This poem was originally published in
The Cascadia Subduction Zone 3.3 (July 2013). It was written over the last night of April into May 2013; I still associate it with my dream of
Adresteia. It's free to read online like the rest of the issue, but I am reprinting it here for reasons.
Cato the Elder is also known as Cato the Censor (
Censorius) after the political office in which capacity he distinguished himself as a champion of traditional Roman morals and an adversary of anything that looked like a new idea or a foreign influence or both.

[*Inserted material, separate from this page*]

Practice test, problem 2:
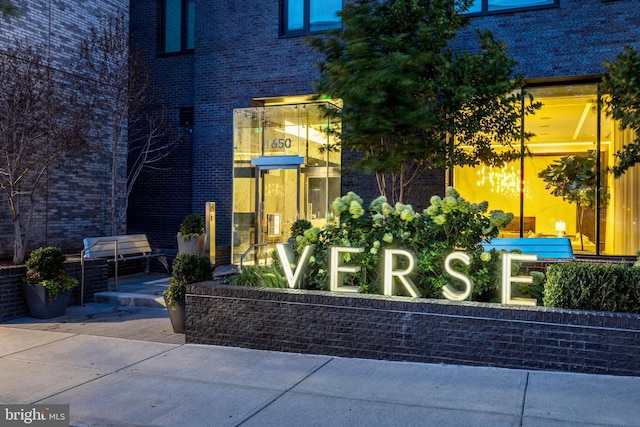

His farming handbook
De Agri Cultura is the oldest surviving complete work of Latin prose: it is one of our best sources on Roman agriculture of the second century
BCE and a chilling perspective on the handling of slaves. You may know him by his rallying cry for the Third Punic War,
Carthago delenda est.
Censorship
Cato, thinking of you tastes of salt
I know was never ground in Carthage earth
like tears into slaves' eyes, ash on grieving faces,
the bricks of burnt walls into sun-sprawled backs.
I cannot touch olives, small-flowered as Etruscan jewelry,
without hearing the sword sharpening in the sickle,
the war whetting itself on its appetite.
Your voice repeating across a sea that was never ours
the one word I cannot rub away
as easily as a city's dust from my palms,
my mouth sea-breeze bitter with knowing
none of the names of children we have burned.